Sie sind gut zwei Monate im Amt. Hatten Sie da schon ein Erfolgserlebnis?

Die im Koalitionsvertrag zugesagte Prüfung der Kulturverträglichkeit von Gesetzesvorhaben hat sich schon als wertvolles politisches Instrument erwiesen. Ich habe bereits drei Mal von ihm Gebrauch machen können: bei der Steuerabzugsfähigkeit von gemeinnützigen Spenden, beim Mehrwertsteuersatz für Kunstwerke und beim Denkmalschutz. Zwar ist es kein Vetorecht, dennoch werden wir diese Selbstverpflichtung im politischen Alltag ritualisieren.

Und welche Gesetzesvorhaben stehen nun an?

Der wichtigste Punkt wird die Novellierung des Filmfördergesetzes unter größerer Beteiligung der Fernsehsender sein. Wie mein Vorgänger Nida-Rümelin bin auch ich an der Gründung einer Deutschen Filmakademie sehr interessiert – wir brauchen ein Forum für die künstlerischen Belange der Branche. Aber ich möchte die Verleihung des Deutschen Filmpreises nicht komplett an die Filmakademie abgeben und ihr nur die Preisgelder zahlen. Ich will weiterhin eine unabhängige Jury, und ein staatlicher Filmpreis ist als Förderinstrument auch künftig sinnvoll. Eine Filmakademie könnte aber mit unserer Unterstützung in Programmkinos Filmwochen organisieren, damit die nominierenden Akademiemitglieder sich gemeinsam mit dem Publikum mögliche Kandidaten anschauen. Das wäre eine originelle, großflächige Werbung für den deutschen Film.

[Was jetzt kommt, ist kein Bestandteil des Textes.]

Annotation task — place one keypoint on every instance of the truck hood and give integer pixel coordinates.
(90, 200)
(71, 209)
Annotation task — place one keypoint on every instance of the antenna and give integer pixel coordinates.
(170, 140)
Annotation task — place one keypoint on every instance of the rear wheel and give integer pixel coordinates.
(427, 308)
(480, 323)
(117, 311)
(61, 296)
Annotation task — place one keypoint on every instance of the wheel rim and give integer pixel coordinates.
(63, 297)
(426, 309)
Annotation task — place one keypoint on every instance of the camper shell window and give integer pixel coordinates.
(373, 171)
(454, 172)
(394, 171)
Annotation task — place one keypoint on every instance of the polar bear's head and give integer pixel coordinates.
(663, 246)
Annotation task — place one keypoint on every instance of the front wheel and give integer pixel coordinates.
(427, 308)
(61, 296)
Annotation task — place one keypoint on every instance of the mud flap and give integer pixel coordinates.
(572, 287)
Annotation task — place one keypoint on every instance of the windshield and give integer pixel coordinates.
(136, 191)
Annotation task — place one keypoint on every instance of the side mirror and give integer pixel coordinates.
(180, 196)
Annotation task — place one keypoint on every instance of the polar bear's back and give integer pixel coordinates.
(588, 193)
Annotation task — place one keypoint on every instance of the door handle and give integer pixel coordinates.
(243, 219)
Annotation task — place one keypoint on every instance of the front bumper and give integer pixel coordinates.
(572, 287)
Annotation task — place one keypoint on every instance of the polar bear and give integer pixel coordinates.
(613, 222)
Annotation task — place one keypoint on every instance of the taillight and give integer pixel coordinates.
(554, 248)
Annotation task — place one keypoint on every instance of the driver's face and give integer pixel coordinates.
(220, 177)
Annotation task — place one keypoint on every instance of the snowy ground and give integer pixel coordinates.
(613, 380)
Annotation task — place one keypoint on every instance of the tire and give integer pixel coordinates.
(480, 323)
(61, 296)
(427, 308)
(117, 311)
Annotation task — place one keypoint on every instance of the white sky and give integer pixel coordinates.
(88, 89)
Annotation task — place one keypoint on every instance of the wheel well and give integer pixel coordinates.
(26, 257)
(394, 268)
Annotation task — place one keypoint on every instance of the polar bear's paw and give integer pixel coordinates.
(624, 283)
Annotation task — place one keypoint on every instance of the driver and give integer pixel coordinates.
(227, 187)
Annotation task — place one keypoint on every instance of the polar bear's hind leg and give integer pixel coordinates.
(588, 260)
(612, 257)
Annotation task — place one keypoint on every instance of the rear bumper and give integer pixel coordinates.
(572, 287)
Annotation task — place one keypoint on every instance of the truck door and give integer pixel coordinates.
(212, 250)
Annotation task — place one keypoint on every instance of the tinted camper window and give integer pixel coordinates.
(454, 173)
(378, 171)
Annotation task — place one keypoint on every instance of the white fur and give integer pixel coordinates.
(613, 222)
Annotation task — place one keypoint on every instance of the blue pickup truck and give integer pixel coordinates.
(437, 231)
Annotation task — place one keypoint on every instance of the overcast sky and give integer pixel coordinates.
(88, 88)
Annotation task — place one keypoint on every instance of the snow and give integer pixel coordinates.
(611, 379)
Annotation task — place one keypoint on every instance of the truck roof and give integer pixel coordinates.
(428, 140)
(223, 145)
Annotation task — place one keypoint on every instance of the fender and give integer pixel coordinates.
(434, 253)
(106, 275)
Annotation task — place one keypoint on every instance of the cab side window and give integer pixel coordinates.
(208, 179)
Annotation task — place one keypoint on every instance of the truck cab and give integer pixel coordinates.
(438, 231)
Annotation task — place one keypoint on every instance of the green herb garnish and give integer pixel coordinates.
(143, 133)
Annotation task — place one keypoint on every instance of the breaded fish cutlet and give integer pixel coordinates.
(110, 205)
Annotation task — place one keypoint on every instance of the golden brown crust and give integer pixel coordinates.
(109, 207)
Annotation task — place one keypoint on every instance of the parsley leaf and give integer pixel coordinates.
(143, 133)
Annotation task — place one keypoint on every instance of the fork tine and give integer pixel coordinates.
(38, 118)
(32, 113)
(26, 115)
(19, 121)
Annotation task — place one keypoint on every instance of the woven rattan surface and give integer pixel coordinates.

Von der Spardebatte bis zur Bioethik: Muss Ihr Amt sich nicht wieder offensiver und auch mal programmatisch kontroverser profilieren, wie das zumindest beim ersten Kulturstaatsminister Michael Naumann der Fall war?

Ich bin ja keine Anfängerin in der Kulturpolitik, mit Offensive in der Sache und Kooperation bin ich immer gut gefahren. Diesen Kurs werde ich halten - mit möglichst viel Phantasie und politischem Realitätssinn zugleich.